Я стала ее расспрашивать, и она рассказала мне свою историю.

— После смерти мужа осталась я одна с тремя сиротами: двумя девочками и мальчиком. Мальчик был самым старшим, и ему только что исполнилось шесть лет. Очутившись в беде, я не знала, что и делать. На каждом шагу я молила бога, чтобы он не оставил меня. И вот однажды из Вены приехал мой сосед и привез мне письмо от брата. Мне прочитали его. Брат писал, что он кланяется мне тысячу раз, что живет хорошо и, если я в чем-нибудь нуждаюсь, чтобы я ему написала об этом. Кто мог быть счастливее меня! На другой же день, купив на два крейцера бумаги, я отправилась к учителю и попросила написать брату письмо и рассказать в нем о моем несчастье и моей нужде. Господин учитель исполнил мою просьбу, и я с нетерпением стала ждать ответа. Вскоре брат прислал мне денег и письмо, в котором просил отдать ему на воспитание сына. Этим брат меня сильно озадачил. Я охотно отправила бы сына к брату, но еще больше мне хотелось оставить его при себе, потому что слышала, что в больших городах сущий содом. Кто же там будет присматривать за моим дитятей? Соседи же и учитель бранили меня и советовали не становиться сыну на пути к счастью, уверяя, что он когда-нибудь упрекнет меня за это. Ах, и зачем только я их послушалась! Я отправила сына в Вену. Сначала он мне писал, потом перестал и редко подавал о себе весточку. Дядя любил племянника, ничего не жалел для него и отдал учиться. Мальчик учился хорошо, ему повезло: еще при жизни дяди он сделался чиновником и женился на богатой госпоже. А между тем я с дочерьми с трудом перебивалась, но бог дал нам здоровья, дочки были трудолюбивы, и счастье им тоже улыбнулось: вскоре и для них нашлись достойные женихи, и я выдала их замуж.

Я жила то с одной, то с другой, помогая им прясть и нянчить детей. И тут сын написал мне, чтобы я приехала к нему в Вену и пожила с ним на старости лет. Какая же мать не обрадуется, услыхав это? Дочери меня не хотели отпускать, но я настояла на своем. Не могла дождаться той минуты, когда я увижу свое дитя, которого не видела с шести лет. Приезжаю я в Вену, выхожу из кареты около красивого дома, тут сбегает вниз слуга и берет у меня из рук узелок, а на лестнице меня встречает богато одетый господин, обнимает, целует и говорит мне что-то; это был мой сын, но я его не узнала и не могла понять.

Бедная мать не могла продолжать из-за слез. И лишь спустя некоторое время она снова начала:

— Не могу, касатка, без слез вспоминать об этом. Сын мой тоже плакал, затем он повел меня в комнаты к своей жене и детям. Они выбежали мне навстречу, стали целовать меня, но говорить со мной не могли. «Сынок, неужели ты не можешь даже слова мне сказать, неужели ты совсем забыл свой родной язык?» — спросила я его, заливаясь слезами. А он позвал слугу, который умел немного говорить по-чешски, и велел узнать, чего я хочу и понимаю ли я по-немецки хоть немного.

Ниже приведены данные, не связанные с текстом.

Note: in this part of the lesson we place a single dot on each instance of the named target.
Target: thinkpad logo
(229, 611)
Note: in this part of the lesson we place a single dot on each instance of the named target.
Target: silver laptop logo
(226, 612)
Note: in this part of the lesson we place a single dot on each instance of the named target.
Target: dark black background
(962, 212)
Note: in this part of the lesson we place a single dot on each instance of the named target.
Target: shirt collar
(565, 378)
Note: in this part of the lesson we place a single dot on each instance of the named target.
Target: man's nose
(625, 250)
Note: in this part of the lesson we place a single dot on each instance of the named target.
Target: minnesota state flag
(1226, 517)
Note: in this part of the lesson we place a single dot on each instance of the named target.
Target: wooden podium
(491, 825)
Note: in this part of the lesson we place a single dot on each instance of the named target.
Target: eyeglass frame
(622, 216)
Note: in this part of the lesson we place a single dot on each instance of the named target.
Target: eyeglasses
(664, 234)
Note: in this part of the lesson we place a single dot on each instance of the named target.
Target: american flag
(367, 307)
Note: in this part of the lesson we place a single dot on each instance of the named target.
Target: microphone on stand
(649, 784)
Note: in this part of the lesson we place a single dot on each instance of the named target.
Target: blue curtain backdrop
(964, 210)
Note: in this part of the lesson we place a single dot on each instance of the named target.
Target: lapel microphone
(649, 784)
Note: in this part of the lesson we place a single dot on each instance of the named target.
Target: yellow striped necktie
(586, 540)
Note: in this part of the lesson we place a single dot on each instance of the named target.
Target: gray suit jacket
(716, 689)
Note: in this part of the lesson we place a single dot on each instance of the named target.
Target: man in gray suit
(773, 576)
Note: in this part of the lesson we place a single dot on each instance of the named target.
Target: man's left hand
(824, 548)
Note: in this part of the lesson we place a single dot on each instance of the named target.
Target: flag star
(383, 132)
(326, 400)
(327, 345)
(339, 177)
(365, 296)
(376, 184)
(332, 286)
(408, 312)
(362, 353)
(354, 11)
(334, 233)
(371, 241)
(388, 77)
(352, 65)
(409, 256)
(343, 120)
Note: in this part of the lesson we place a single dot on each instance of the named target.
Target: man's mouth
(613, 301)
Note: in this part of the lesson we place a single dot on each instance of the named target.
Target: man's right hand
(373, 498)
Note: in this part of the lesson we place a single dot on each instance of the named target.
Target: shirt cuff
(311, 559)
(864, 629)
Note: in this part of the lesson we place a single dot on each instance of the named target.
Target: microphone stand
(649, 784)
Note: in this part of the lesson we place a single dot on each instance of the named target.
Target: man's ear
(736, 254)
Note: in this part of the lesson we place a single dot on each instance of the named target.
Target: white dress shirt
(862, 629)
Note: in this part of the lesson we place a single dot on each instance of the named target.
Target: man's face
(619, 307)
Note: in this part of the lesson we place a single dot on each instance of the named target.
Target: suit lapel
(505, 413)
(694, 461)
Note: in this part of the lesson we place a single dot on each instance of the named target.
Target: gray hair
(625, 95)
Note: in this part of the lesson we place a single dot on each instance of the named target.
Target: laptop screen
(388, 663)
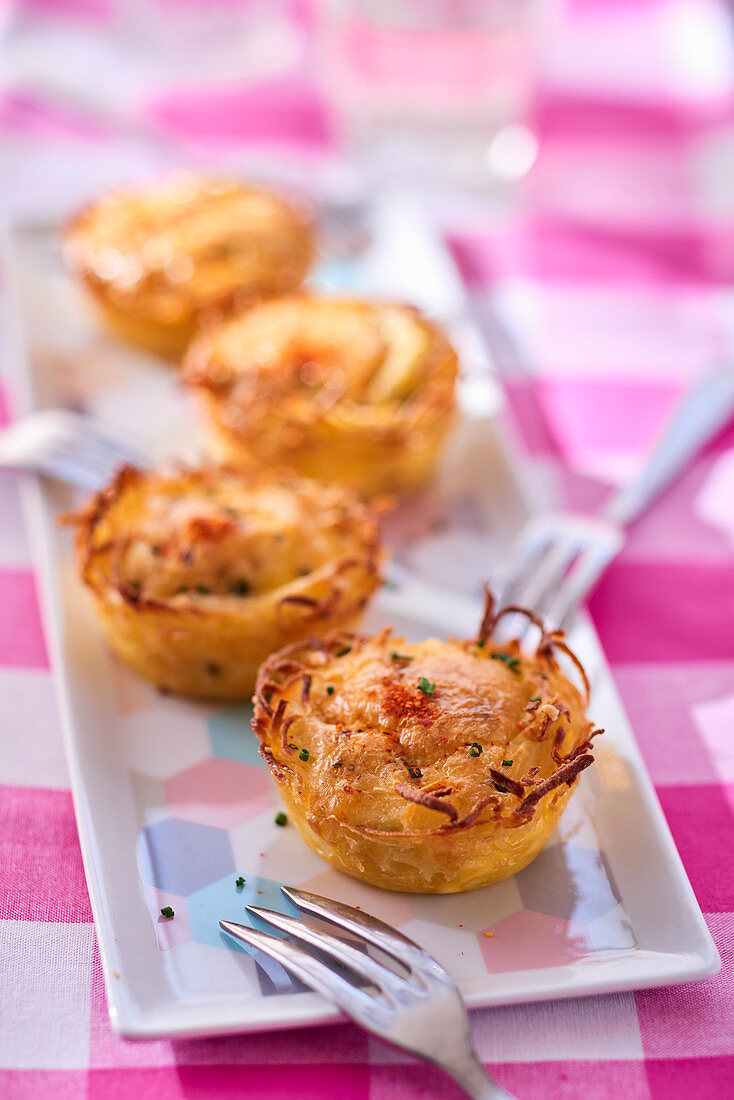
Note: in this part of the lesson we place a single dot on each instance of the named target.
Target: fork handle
(701, 413)
(471, 1076)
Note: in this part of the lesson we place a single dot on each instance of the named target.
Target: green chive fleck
(512, 662)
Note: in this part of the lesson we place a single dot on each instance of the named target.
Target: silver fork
(420, 1012)
(67, 446)
(558, 558)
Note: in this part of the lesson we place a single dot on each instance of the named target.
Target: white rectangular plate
(173, 802)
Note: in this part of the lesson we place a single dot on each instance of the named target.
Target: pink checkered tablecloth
(614, 286)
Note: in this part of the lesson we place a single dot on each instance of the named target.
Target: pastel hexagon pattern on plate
(132, 694)
(219, 792)
(568, 881)
(459, 952)
(232, 737)
(150, 798)
(225, 901)
(529, 941)
(183, 857)
(164, 740)
(472, 911)
(201, 968)
(274, 851)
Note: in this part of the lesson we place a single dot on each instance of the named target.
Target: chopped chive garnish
(512, 662)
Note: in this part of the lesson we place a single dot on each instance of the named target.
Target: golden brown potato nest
(430, 768)
(160, 259)
(199, 574)
(363, 391)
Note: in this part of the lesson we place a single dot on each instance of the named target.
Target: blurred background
(577, 154)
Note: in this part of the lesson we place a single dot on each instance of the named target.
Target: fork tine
(371, 928)
(552, 568)
(311, 971)
(359, 961)
(525, 554)
(585, 570)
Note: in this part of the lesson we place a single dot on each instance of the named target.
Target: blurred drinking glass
(435, 89)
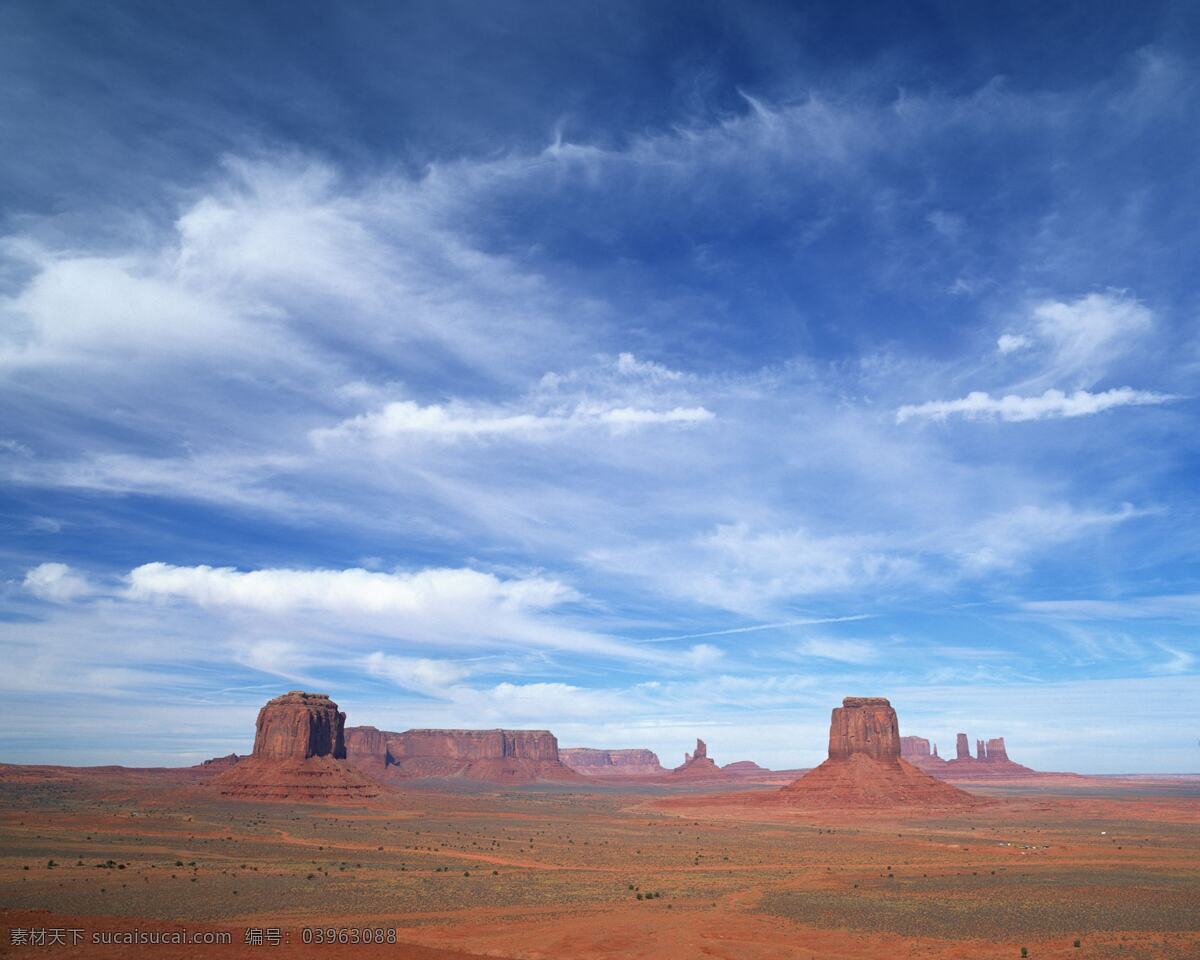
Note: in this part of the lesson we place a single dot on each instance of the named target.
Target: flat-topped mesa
(490, 755)
(300, 725)
(474, 744)
(864, 768)
(864, 725)
(299, 756)
(592, 762)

Когда слуга мне это перевел, я ответила: «Зачем мне было учиться немецкому языку? Мне он не был нужен, я никогда не думала, что мой сын настолько забудет свой родной язык, что не сможет даже поздороваться со своей матерью по-моравски». Слуга ему это передал, но что он на это ответил, я так и не узнала. Однако я заметила, что сын нахмурился. Через слугу же он передал мне, чтобы я успокоилась, уверяя, что со временем все уладится и мне не будет скучно.

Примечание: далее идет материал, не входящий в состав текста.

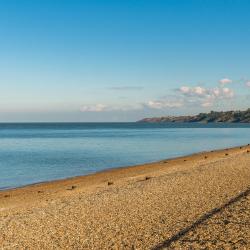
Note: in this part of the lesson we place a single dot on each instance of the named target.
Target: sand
(200, 201)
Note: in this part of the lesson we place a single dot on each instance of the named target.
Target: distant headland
(213, 116)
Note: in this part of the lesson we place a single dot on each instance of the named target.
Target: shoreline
(203, 197)
(107, 170)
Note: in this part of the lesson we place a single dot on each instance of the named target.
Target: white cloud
(126, 88)
(224, 81)
(204, 97)
(161, 104)
(94, 108)
(108, 108)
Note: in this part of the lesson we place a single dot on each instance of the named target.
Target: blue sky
(122, 60)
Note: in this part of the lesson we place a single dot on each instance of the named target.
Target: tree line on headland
(213, 116)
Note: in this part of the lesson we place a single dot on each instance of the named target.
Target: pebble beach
(201, 201)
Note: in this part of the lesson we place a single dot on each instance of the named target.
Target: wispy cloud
(162, 104)
(224, 81)
(94, 108)
(126, 88)
(109, 108)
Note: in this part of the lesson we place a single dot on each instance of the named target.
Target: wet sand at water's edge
(200, 201)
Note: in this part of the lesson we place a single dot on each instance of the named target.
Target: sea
(38, 152)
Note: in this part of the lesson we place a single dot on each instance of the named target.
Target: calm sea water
(31, 153)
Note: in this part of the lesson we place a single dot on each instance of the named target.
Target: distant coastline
(212, 117)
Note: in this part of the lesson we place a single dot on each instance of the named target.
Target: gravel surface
(195, 202)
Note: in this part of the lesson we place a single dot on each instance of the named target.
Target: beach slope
(199, 201)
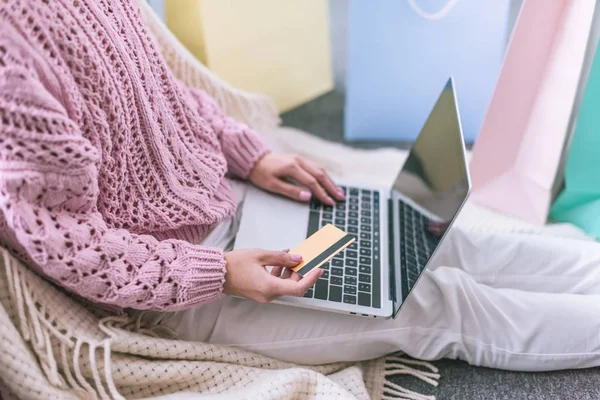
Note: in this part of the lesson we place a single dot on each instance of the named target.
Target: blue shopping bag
(401, 53)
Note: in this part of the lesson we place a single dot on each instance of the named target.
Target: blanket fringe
(61, 370)
(399, 365)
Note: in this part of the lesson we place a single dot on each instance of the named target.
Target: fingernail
(304, 195)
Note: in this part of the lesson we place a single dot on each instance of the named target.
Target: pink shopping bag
(516, 156)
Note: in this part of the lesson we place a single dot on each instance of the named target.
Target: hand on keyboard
(272, 171)
(246, 275)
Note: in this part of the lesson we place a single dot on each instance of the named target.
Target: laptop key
(336, 280)
(314, 203)
(364, 299)
(349, 289)
(335, 293)
(321, 289)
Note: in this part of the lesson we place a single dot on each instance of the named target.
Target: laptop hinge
(391, 252)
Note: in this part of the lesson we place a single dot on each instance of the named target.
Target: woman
(116, 183)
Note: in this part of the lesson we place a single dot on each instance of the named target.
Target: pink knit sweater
(110, 167)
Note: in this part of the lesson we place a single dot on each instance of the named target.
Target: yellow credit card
(320, 247)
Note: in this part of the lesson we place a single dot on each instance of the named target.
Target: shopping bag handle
(433, 16)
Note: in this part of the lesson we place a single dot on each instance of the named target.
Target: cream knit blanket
(54, 348)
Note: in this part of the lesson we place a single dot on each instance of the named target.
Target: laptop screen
(428, 193)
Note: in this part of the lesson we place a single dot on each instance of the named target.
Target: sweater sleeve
(241, 146)
(48, 192)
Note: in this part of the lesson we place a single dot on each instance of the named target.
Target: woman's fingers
(286, 274)
(290, 287)
(289, 190)
(323, 179)
(279, 259)
(307, 180)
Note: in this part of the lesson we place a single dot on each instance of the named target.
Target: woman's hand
(247, 276)
(271, 172)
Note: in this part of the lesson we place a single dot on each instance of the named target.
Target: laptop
(398, 229)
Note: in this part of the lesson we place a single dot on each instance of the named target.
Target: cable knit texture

Мне отвели отдельную комнатку, но меня ничто не радовало, сердце мое неустанно болело. С каким нетерпением я ждала встречи с сыном. Теперь он со мной, а я не могу с ним даже поговорить. Вот уже несколько недель, как я живу здесь, порой и пойму какое-нибудь словечко, но если бы даже господь бог отпустил мне все мои грехи, я и тогда не могла бы научиться этому языку. И зачем он мне нужен? Видите, родная, я бы могла хорошо здесь жить: они меня любят, я вместе с ними сижу за столом, езжу с ними в одной карете, но мне все это не мило. Отраднее бы мне было видеть сына простым крестьянином, я по крайней мере радовалась бы, глядя на него. Нет, я уеду отсюда обратно к своим дочерям и лучше буду там глодать сухую корку, чем здесь есть пирожное. Как будто это и не мое дитя! Но я заговорилась и засиделась, и вы, верно, тоже спешите. Утешили вы меня, милая, и награди вас за это господь. Желаю вам счастья!

— Прощайте, матушка! Счастливого пути! Желаю вам в полном здравии вернуться на родину.

Подали мы друг другу руки и со слезами простились, как будто мы были самыми близкими людьми.